Funds such as Systematica make money by identifying trends across stocks, bonds, currencies and commodities. A big trend that Braga credits for outperformance this year is her bet to go long bonds.
"No discretionary trader wants to run that position," Braga said. "They missed on it in 2014, too, whereas we capitalized in full on it. We can do it because we operate in a more diversified manner, so it is OK to be contrarian. When you only hold a handful of positions, it is harder to go against consensus."
The fund also benefited from bets against energy and stocks. In March, as the markets have rallied some performance was given back and the model adjusted accordingly. In fact, the fund has reduced risk and already started to get long in some equity markets.
The outperformance of systematic funds is attracting money to the computer-driven approach. A recent report from Barclays shows hedge fund investors have increased their allocation to computer-driven strategies to 11 percent from 7 percent. And as Systematica has grown assets, the firm's former parent company, Michael Platt's BlueCrest, opted to shut down to investors other than its partners. It returned billions of dollars to outside investors in December.

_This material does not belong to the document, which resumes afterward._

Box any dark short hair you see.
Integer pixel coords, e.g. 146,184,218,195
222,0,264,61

And it looks as if the money may keep flowing to the machines. According to a recent report from Preqin, CTAs are expected to attract some of the biggest inflows from hedge fund investors in 2016.
Fund marketer and consultant Don Steinbrugge of Agecroft Partners said he's "seeing a significant pickup in demand because a lot of people are worried about capital markets right now and looking to diversify, and CTAs have done well recently."